В институте нас курировала методист группы очаровательная Людмила Серафимовна, наш белокурый ангел. Но что-то случилось: то ли она заболела, то ли в очередной раз собиралась выйти замуж, а может быть, то и другое одновременно, но она отдала нас в руки своей научной руководительницы Веры Александровны Классен, к которой мы и поехали на улицу Чаплыгина на Чистых прудах.

Нас встретила очень строгая, да что там, придирчивая и въедливая пожилая дама. Когда мы вышли от нее на улицу, моя сокурсница сказала: «Уф, я больше к этой ведьме не поеду».

Я промолчала, хотя тоже была задета отзывом Веры Александровны: «Это не реферат, а винегрет какой-то». Я уже договорилась о повторной встрече, хотя и считала ее оценку во многом несправедливой. Ну да, моя работа — не шедевр, конечно, но что-то индивидуальное в ней было.

Следующий раз я была у нее одна, потом еще, потом старалась прийти, как только было возможно. Наши отношения продлились двадцать три года вплоть до ее кончины 11 апреля 1984 года.

Наиболее близкими и частыми наши встречи были в первые четыре года: мы перезванивались, переписывались, и чем дольше продолжалась наша дружба, тем больше меня тянуло к этой необыкновенной женщине.

Я постоянно стремилась увидеться с ней, поговорить, получить совет. Я встречала у нее многих людей, которые тоже нуждались в ней. Вера Александровна общалась так, что всегда казалось: ее собеседник находится в центре внимания, именно о нем она думает, по нему скучает, хочет его всегда видеть и обнять.

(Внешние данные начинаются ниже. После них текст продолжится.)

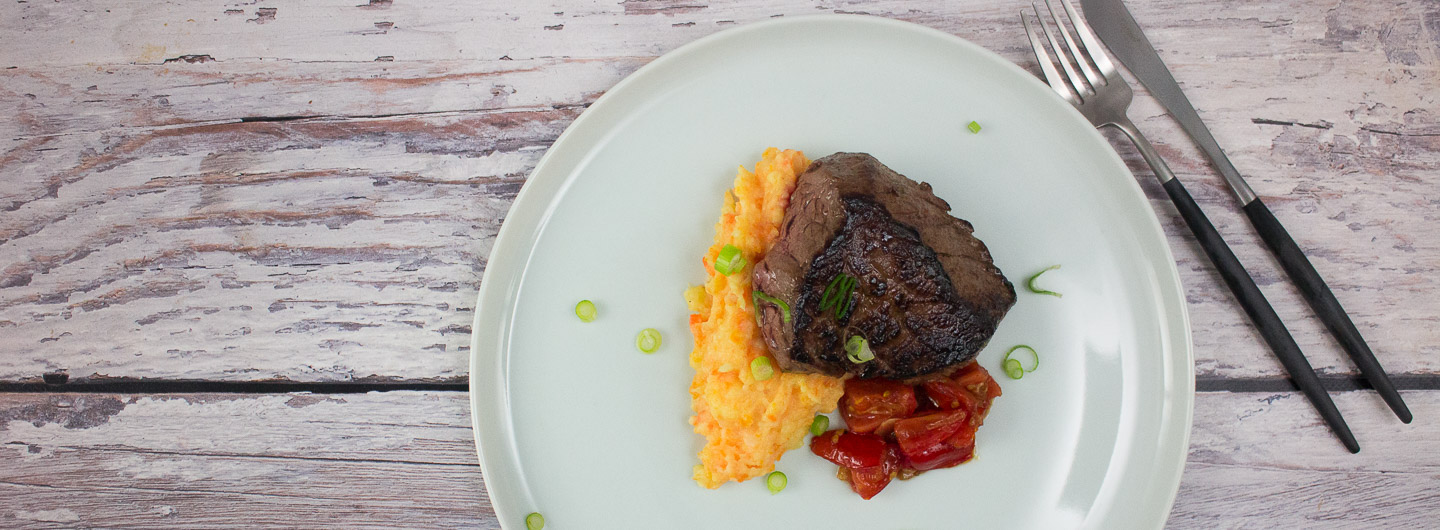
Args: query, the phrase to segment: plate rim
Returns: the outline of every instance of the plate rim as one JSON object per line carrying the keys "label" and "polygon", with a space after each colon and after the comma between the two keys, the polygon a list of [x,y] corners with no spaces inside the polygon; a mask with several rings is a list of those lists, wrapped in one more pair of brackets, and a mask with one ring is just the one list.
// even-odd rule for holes
{"label": "plate rim", "polygon": [[[505,274],[507,277],[514,277],[514,275],[518,274],[523,278],[524,271],[526,271],[524,266],[520,266],[518,271],[513,271],[517,266],[517,265],[511,264],[514,258],[511,258],[511,259],[500,259],[498,262],[501,264],[501,266],[498,266],[498,268],[495,266],[497,259],[494,259],[497,255],[501,255],[503,251],[511,251],[511,246],[516,246],[516,243],[513,241],[517,238],[517,235],[516,235],[517,230],[521,230],[521,228],[518,228],[514,222],[511,222],[511,219],[514,217],[516,212],[520,210],[520,209],[524,209],[524,212],[531,212],[531,210],[534,210],[537,207],[537,206],[531,206],[531,203],[537,203],[537,202],[541,202],[541,200],[546,200],[546,199],[553,199],[556,193],[562,193],[564,190],[564,187],[567,187],[566,184],[569,181],[570,174],[553,174],[553,173],[557,173],[557,171],[550,171],[549,170],[550,166],[556,164],[556,161],[554,161],[557,158],[556,153],[564,153],[564,150],[562,150],[562,147],[564,147],[564,145],[569,144],[566,140],[572,138],[576,134],[580,134],[580,132],[576,132],[576,131],[582,131],[583,132],[585,130],[588,130],[589,127],[586,127],[585,124],[589,124],[590,121],[598,120],[595,117],[598,114],[602,114],[602,112],[598,112],[598,109],[608,108],[609,107],[609,101],[613,99],[613,96],[616,94],[625,94],[625,92],[628,92],[626,88],[629,88],[631,85],[636,85],[636,84],[645,82],[647,78],[649,76],[648,73],[651,73],[654,71],[664,69],[670,63],[674,63],[674,62],[678,62],[678,60],[684,60],[690,55],[696,55],[697,52],[707,50],[708,48],[714,46],[716,43],[720,43],[720,42],[724,42],[724,40],[730,40],[730,39],[743,37],[747,33],[766,32],[766,30],[773,30],[775,27],[783,27],[783,26],[831,24],[831,23],[860,23],[860,24],[888,26],[888,29],[894,29],[894,30],[916,32],[916,33],[924,33],[924,35],[929,35],[929,36],[933,36],[933,37],[939,37],[939,39],[948,40],[952,45],[956,45],[959,48],[965,48],[969,52],[976,53],[978,56],[988,58],[988,59],[991,59],[991,60],[994,60],[996,63],[1001,63],[1002,68],[1008,68],[1014,73],[1020,73],[1020,78],[1025,79],[1022,82],[1038,85],[1045,92],[1050,92],[1050,86],[1044,85],[1031,72],[1025,71],[1020,65],[1015,65],[1014,62],[1011,62],[1011,60],[999,56],[998,53],[995,53],[995,52],[992,52],[992,50],[989,50],[989,49],[986,49],[984,46],[979,46],[979,45],[976,45],[973,42],[969,42],[969,40],[966,40],[963,37],[959,37],[956,35],[948,33],[948,32],[940,30],[940,29],[935,29],[935,27],[929,27],[929,26],[923,26],[923,24],[919,24],[919,23],[912,23],[912,22],[897,20],[897,19],[888,19],[888,17],[881,17],[881,16],[870,16],[870,14],[805,14],[805,16],[786,16],[786,17],[760,20],[760,22],[753,22],[753,23],[747,23],[747,24],[730,27],[730,29],[720,30],[720,32],[703,36],[700,39],[691,40],[691,42],[688,42],[685,45],[681,45],[681,46],[678,46],[678,48],[675,48],[675,49],[672,49],[670,52],[665,52],[661,56],[658,56],[657,59],[651,60],[649,63],[641,66],[635,72],[626,75],[624,79],[621,79],[618,84],[615,84],[609,89],[606,89],[605,94],[602,94],[599,98],[596,98],[596,101],[593,104],[590,104],[573,122],[570,122],[570,125],[567,125],[564,128],[564,131],[560,132],[559,137],[556,137],[554,143],[546,150],[544,156],[540,157],[540,161],[536,163],[536,167],[527,176],[526,183],[521,186],[520,192],[516,194],[514,202],[511,203],[510,209],[505,213],[505,220],[501,223],[500,230],[495,233],[494,243],[491,245],[490,255],[487,256],[485,271],[481,275],[480,289],[478,289],[478,292],[475,295],[475,310],[474,310],[475,315],[471,320],[471,337],[469,337],[469,349],[471,350],[469,350],[469,374],[468,374],[468,379],[469,379],[469,385],[468,385],[468,387],[469,387],[469,402],[471,402],[469,403],[471,405],[469,406],[471,429],[472,429],[472,436],[474,436],[474,441],[475,441],[475,452],[477,452],[478,459],[480,459],[481,475],[485,477],[482,480],[482,487],[485,488],[485,493],[490,497],[490,504],[491,504],[491,508],[495,511],[497,523],[500,523],[500,526],[503,529],[508,527],[507,521],[513,521],[513,520],[518,520],[518,518],[514,518],[514,517],[517,517],[517,514],[513,514],[511,508],[507,506],[510,501],[508,500],[507,501],[498,501],[497,495],[495,495],[495,491],[491,487],[491,477],[494,477],[491,472],[497,470],[495,459],[500,458],[500,455],[497,455],[495,452],[498,452],[500,449],[491,449],[491,451],[487,452],[485,444],[481,442],[481,438],[494,438],[494,436],[487,436],[487,432],[482,431],[482,428],[481,428],[481,418],[482,418],[482,415],[480,412],[481,412],[481,409],[485,405],[485,403],[482,403],[481,398],[482,396],[492,396],[494,399],[491,399],[491,402],[490,402],[491,405],[504,403],[504,406],[501,406],[498,412],[500,412],[501,416],[504,416],[504,421],[508,425],[508,422],[510,422],[510,405],[508,405],[508,400],[507,400],[507,396],[508,396],[508,377],[490,376],[488,380],[494,382],[495,385],[490,385],[488,387],[481,387],[480,386],[480,377],[477,377],[477,373],[498,373],[498,372],[505,372],[504,369],[507,366],[507,357],[508,356],[497,354],[497,356],[494,356],[495,359],[490,360],[490,363],[488,363],[490,364],[488,369],[491,369],[491,370],[490,372],[482,372],[481,370],[481,367],[482,367],[484,363],[482,363],[482,359],[481,359],[481,341],[480,341],[481,337],[480,337],[480,333],[481,333],[484,320],[485,320],[485,317],[488,314],[488,311],[484,310],[487,307],[487,304],[485,304],[487,300],[492,300],[492,302],[490,305],[495,305],[495,304],[513,304],[513,298],[498,298],[498,300],[494,300],[497,297],[501,297],[504,294],[503,292],[504,289],[494,288],[494,281],[492,281],[494,277],[492,275]],[[1058,98],[1057,98],[1057,101],[1058,101]],[[1080,120],[1081,122],[1084,122],[1087,125],[1086,130],[1087,130],[1087,132],[1090,135],[1093,135],[1094,138],[1099,138],[1103,144],[1109,145],[1109,140],[1106,140],[1100,134],[1100,131],[1097,128],[1089,127],[1089,122],[1084,120],[1084,117],[1081,117],[1079,114],[1079,111],[1076,111],[1070,105],[1064,105],[1064,107],[1070,111],[1070,114],[1073,115],[1074,120]],[[1139,180],[1126,167],[1126,164],[1120,158],[1119,153],[1116,153],[1113,148],[1107,148],[1107,150],[1104,150],[1104,157],[1107,157],[1110,160],[1110,163],[1115,164],[1115,167],[1122,169],[1125,174],[1128,174],[1128,176],[1132,177],[1132,179],[1128,179],[1128,184],[1122,186],[1123,189],[1128,190],[1126,193],[1132,194],[1130,199],[1136,200],[1140,205],[1149,206],[1149,199],[1145,196],[1145,192],[1140,189]],[[536,186],[537,183],[543,184],[543,186]],[[550,189],[554,189],[556,193],[550,193],[550,194],[546,194],[546,196],[537,196],[539,193],[541,193],[541,192],[539,192],[540,187],[546,187],[547,192]],[[544,206],[546,205],[540,205],[539,207],[544,207]],[[1171,461],[1166,462],[1166,464],[1169,464],[1168,467],[1159,468],[1159,470],[1156,470],[1152,474],[1152,475],[1156,475],[1159,478],[1165,478],[1165,482],[1164,482],[1164,487],[1165,487],[1165,508],[1164,510],[1158,510],[1153,514],[1155,516],[1155,518],[1153,518],[1153,523],[1155,523],[1153,527],[1164,527],[1165,523],[1169,518],[1169,513],[1174,510],[1175,498],[1176,498],[1176,495],[1179,493],[1181,477],[1184,474],[1185,462],[1188,459],[1189,438],[1191,438],[1191,431],[1194,428],[1195,357],[1194,357],[1194,338],[1192,338],[1192,334],[1191,334],[1191,318],[1189,318],[1188,301],[1185,300],[1185,295],[1184,295],[1184,292],[1185,292],[1184,284],[1179,279],[1179,269],[1178,269],[1178,265],[1175,262],[1175,256],[1174,256],[1174,252],[1171,249],[1169,239],[1166,238],[1165,230],[1161,226],[1159,216],[1156,215],[1156,212],[1152,207],[1146,207],[1146,213],[1148,215],[1142,216],[1145,219],[1145,222],[1140,226],[1143,226],[1145,230],[1151,232],[1151,235],[1155,236],[1159,241],[1159,243],[1161,243],[1159,249],[1162,251],[1162,255],[1164,255],[1162,258],[1165,258],[1164,264],[1162,264],[1164,266],[1161,266],[1161,269],[1156,271],[1156,272],[1162,272],[1162,274],[1159,274],[1158,278],[1156,278],[1156,292],[1155,292],[1155,295],[1161,300],[1159,308],[1161,310],[1168,310],[1159,318],[1161,323],[1165,324],[1165,327],[1161,330],[1162,337],[1161,337],[1159,341],[1161,341],[1161,344],[1162,344],[1162,347],[1164,347],[1164,350],[1165,350],[1166,354],[1178,357],[1178,359],[1172,360],[1171,363],[1162,364],[1162,372],[1166,376],[1165,380],[1162,382],[1162,387],[1166,387],[1166,390],[1169,392],[1166,395],[1166,398],[1168,396],[1178,396],[1178,398],[1182,398],[1182,400],[1184,400],[1182,406],[1179,406],[1179,410],[1169,410],[1169,409],[1166,409],[1166,412],[1178,412],[1179,413],[1179,416],[1175,418],[1175,423],[1182,425],[1179,436],[1175,441],[1175,442],[1178,442],[1178,451],[1175,451],[1175,454],[1171,457]],[[536,232],[539,232],[539,229],[546,225],[547,217],[549,217],[549,215],[541,215],[540,219],[537,219],[537,223],[536,223],[537,226],[526,226],[524,229],[528,229],[528,230],[526,230],[526,233],[536,233]],[[524,243],[520,243],[520,246],[521,246],[521,249],[524,249]],[[533,245],[530,246],[530,249],[533,249]],[[513,255],[513,253],[514,252],[505,252],[505,255]],[[503,271],[503,272],[495,272],[495,271]],[[518,284],[518,282],[516,282],[516,284]],[[513,288],[514,285],[505,285],[505,287]],[[500,313],[505,314],[507,311],[500,311]],[[508,323],[508,320],[504,320],[504,321]],[[504,327],[504,324],[501,324],[501,327]],[[1171,337],[1171,334],[1178,334],[1179,337]],[[1176,349],[1176,346],[1178,346],[1178,349]],[[1176,367],[1182,367],[1184,369],[1184,374],[1171,374],[1169,373],[1171,369],[1176,369]],[[1181,379],[1179,383],[1182,383],[1182,387],[1168,389],[1169,383],[1174,383],[1172,379],[1175,379],[1175,376],[1179,376],[1179,379]],[[488,415],[488,413],[485,415],[485,418],[491,418],[491,421],[498,421],[498,419],[495,419],[495,416]],[[513,432],[513,429],[505,429],[505,431],[508,431],[508,432],[505,432],[505,435],[507,435],[507,438],[510,438],[510,442],[511,442],[510,446],[514,446],[514,439],[513,439],[514,432]],[[490,435],[495,435],[495,434],[490,432]],[[1161,442],[1164,442],[1164,441],[1165,441],[1165,436],[1162,436]],[[521,481],[523,481],[523,478],[521,478]],[[504,495],[501,495],[501,497],[504,497]]]}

Нельзя сказать, что В. А. была внешне сильно привлекательна, напротив: ее глаза за сильными линзами казались поначалу подозрительными, сощуренными.

Крупные черты очень смуглого лица непроницаемы (грузинская кровь — говорила она), темные вьющиеся волосы со строгим прямым пробором, сколотые в небольшой пучок дополняли традиционный образ «училки». Она была рослая, «крепкой конституции» — как она говорила.

Главное, что ощущалось в ней, — это чувство собственного достоинства, а умный внимательный взгляд притягивал.

Когда она начинала говорить о своей любимой истории, хотелось слушать, слушать и слушать ее бесконечно. Какая память, какая великолепная русская речь, как интересно она трактует события — и уже становилось совершенно не важно, красива она или нет. Она была просто великолепна, неповторима!

Жила В. А. в коммунальной квартире. «Бывшая конюшня», как она говорила. Действительно, потолок имел форму арок. Большая комната: стол, за старинной ширмой кровать и вокруг стеллажи до потолка с книгами. Много старинных изданий, в основном по истории, искусству и товароведению (профессия ее покойного мужа). Немало антикварных вещей и многочисленные фотографии в рамках под стеклами на стенах и на письменном столе. На одной из них молодая Вера Александровна в строгом и в то же время нарядном платье с пелериной и шелковым бантом.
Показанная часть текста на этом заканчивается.